We regret the feeling of insufficient caution in our conclusions. In fact, we and our referring radiation oncologists took the results of the study of van Leeuwen very seriously. It initiated an intense discussion as to whether the treatment procedure for RT+HT should be offered only if both treatments could be delivered in the same institution to maintain a short treatment interval between the therapies. After all, the international standard for locally advanced cervix cancer consists of combined radiotherapy and platinum-based chemotherapy (2). However, there is a gray zone for elderly patients or patients with larger tumors depending on the confidence in the alternative of combined RT + HT and the regional availability of hyperthermia (3–5). In addition, the adjuvant effect of chemotherapy seems to be less in locally advanced cases and toxicity of thermoradiotherapy is mild (2, 5). We share the common opinion of Crezee et al. that the important clinical consequence of hyperthermia and radiotherapy in the same center should not be based on a single institutions' experience. Hence, our decision to investigate the issue of the time interval in our patient population (6). It was to our honest surprise that we found an absolute null effect of the time interval with Hazard Ratio's of a perfect 1.0 in 400 patients. In our discussion we thought of potential explanations for the different findings between the two studies, including the potential difference in temperatures achieved, as also pointed out by Crezee et al. (7).

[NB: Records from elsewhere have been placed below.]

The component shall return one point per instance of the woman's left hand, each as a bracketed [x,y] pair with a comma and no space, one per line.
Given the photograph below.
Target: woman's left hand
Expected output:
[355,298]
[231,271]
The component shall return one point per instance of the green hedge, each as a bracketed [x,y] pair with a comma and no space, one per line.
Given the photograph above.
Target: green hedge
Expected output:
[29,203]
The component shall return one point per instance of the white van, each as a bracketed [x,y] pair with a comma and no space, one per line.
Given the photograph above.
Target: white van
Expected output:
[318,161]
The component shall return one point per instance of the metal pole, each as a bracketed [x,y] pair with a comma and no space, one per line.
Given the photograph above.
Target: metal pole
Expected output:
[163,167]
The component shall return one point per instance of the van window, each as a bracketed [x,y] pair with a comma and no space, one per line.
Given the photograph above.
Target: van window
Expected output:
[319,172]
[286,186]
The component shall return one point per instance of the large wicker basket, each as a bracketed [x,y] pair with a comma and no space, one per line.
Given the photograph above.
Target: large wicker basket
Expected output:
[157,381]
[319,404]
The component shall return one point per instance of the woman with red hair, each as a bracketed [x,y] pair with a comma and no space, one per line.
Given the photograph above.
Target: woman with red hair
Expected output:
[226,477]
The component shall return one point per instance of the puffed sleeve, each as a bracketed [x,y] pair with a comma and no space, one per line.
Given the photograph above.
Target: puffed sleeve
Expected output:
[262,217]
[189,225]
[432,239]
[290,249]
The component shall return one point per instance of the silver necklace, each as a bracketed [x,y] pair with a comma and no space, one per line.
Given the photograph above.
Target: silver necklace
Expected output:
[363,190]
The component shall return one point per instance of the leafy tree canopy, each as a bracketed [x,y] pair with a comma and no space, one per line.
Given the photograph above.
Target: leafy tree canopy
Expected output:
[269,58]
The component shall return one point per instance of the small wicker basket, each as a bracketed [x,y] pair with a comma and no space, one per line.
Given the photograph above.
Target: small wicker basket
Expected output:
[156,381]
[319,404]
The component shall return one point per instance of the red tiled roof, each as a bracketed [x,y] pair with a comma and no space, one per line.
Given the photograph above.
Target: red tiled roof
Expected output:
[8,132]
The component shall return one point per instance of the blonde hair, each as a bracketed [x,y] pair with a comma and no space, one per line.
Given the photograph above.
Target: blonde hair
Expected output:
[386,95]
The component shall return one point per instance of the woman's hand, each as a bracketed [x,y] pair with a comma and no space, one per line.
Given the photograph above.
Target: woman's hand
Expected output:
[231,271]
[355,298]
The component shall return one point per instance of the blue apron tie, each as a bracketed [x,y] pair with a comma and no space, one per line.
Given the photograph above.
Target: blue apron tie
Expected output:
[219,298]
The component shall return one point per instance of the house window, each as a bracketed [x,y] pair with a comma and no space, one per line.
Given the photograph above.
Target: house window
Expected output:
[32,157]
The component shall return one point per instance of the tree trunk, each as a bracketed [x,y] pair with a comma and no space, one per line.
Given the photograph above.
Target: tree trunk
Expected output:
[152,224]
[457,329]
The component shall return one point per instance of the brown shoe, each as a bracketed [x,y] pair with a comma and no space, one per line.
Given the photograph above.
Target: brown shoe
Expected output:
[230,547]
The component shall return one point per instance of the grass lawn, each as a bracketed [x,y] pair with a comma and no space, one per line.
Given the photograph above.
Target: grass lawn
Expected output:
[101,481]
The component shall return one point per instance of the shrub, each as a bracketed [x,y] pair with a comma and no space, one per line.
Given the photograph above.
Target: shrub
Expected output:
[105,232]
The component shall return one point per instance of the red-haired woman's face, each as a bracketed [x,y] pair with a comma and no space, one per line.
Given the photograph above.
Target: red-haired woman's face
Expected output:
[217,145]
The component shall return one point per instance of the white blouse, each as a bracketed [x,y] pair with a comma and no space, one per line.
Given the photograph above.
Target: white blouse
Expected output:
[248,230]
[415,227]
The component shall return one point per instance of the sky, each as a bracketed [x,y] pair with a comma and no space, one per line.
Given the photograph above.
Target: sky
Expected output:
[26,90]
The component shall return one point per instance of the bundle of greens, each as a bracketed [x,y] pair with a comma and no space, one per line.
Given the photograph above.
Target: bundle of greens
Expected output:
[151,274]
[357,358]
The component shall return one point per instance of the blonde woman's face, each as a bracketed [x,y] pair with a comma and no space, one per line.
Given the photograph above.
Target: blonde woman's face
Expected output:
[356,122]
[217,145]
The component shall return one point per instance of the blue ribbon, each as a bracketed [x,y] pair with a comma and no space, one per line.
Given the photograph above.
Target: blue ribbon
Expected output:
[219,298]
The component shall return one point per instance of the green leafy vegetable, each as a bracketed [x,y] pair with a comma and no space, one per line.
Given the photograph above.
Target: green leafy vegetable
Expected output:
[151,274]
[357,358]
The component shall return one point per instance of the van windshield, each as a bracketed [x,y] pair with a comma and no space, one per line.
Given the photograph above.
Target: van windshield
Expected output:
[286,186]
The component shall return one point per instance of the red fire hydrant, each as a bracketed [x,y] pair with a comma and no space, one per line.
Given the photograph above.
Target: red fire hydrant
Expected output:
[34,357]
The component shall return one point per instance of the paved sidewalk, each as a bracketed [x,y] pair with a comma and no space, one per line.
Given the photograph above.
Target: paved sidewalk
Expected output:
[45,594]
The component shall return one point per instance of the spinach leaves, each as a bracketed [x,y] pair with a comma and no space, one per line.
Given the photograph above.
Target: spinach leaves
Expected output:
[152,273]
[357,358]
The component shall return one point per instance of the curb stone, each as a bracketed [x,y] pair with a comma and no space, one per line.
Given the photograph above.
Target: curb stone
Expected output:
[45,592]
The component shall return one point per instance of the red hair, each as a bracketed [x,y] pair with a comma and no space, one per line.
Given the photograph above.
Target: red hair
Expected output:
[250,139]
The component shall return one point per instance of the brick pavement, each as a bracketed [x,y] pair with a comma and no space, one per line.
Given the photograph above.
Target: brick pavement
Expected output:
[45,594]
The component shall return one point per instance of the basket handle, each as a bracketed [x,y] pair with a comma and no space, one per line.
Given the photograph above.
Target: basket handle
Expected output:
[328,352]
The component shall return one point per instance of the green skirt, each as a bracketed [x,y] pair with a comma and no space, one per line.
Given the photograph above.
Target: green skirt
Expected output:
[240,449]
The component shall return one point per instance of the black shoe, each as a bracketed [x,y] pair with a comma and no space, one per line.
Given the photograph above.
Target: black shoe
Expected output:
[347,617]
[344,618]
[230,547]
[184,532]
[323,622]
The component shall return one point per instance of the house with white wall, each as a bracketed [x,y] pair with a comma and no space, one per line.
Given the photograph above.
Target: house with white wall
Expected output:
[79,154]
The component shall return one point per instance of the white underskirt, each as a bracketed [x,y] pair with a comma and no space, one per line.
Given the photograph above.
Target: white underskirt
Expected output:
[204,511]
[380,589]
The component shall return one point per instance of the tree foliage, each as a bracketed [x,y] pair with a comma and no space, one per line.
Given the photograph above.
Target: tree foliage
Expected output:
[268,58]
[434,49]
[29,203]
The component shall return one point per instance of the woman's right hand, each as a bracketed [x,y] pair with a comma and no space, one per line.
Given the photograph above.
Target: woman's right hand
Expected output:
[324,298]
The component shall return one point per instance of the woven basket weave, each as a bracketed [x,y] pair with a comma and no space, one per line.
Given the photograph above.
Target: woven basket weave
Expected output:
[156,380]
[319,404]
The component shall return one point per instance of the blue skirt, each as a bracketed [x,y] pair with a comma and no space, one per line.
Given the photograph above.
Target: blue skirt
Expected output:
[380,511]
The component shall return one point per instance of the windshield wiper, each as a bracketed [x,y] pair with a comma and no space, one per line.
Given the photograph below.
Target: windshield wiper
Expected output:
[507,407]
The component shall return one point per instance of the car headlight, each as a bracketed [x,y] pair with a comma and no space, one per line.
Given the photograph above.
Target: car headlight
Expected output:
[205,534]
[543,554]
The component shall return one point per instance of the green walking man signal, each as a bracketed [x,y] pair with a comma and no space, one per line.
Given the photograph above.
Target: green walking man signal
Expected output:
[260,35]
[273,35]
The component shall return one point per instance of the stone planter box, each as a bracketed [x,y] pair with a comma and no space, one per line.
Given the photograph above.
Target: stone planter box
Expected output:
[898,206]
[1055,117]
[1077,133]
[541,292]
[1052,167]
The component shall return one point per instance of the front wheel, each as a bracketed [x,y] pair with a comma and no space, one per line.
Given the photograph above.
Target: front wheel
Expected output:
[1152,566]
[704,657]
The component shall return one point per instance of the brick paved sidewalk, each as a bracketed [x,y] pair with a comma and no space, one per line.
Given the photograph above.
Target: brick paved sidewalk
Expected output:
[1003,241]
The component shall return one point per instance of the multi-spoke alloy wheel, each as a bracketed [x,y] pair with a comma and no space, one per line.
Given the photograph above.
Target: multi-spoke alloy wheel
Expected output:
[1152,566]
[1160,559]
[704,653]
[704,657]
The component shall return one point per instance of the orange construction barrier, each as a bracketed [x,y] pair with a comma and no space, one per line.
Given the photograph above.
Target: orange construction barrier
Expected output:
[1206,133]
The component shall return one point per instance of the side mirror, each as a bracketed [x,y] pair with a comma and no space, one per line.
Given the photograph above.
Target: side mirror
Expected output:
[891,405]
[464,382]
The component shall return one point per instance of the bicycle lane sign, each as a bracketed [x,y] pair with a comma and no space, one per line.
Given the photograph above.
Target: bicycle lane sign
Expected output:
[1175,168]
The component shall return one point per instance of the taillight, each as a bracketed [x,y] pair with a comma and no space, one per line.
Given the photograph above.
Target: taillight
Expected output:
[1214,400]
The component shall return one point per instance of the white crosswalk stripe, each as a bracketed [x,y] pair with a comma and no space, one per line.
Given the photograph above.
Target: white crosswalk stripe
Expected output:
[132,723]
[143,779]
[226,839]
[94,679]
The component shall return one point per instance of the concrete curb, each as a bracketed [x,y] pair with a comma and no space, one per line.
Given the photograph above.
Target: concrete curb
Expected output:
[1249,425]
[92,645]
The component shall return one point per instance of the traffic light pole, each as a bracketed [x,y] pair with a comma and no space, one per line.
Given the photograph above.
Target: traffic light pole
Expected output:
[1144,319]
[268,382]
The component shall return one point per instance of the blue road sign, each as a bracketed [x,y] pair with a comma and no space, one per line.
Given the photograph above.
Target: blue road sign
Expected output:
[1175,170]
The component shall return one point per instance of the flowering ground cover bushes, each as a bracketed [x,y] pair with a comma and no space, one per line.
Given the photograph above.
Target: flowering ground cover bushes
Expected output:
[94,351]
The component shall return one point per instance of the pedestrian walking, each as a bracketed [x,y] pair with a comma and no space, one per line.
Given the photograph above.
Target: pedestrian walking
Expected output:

A limitation of both our studies, besides the retrospective nature, is the long inclusion period; 1999–2014 for van Leeuwen et al. and 1996–2016 for our cohort. This makes both our analyses subject to confounding factors, because of changes in interval times in different time periods. For example, in our cohort we observed longer waiting times between RT and HT in earlier years vs. more recent years. Given the larger number of patients in our cohort, we were able to analyze the effect of the time interval per time period of 4–5 years, showing no effect of the time interval for all time periods (1).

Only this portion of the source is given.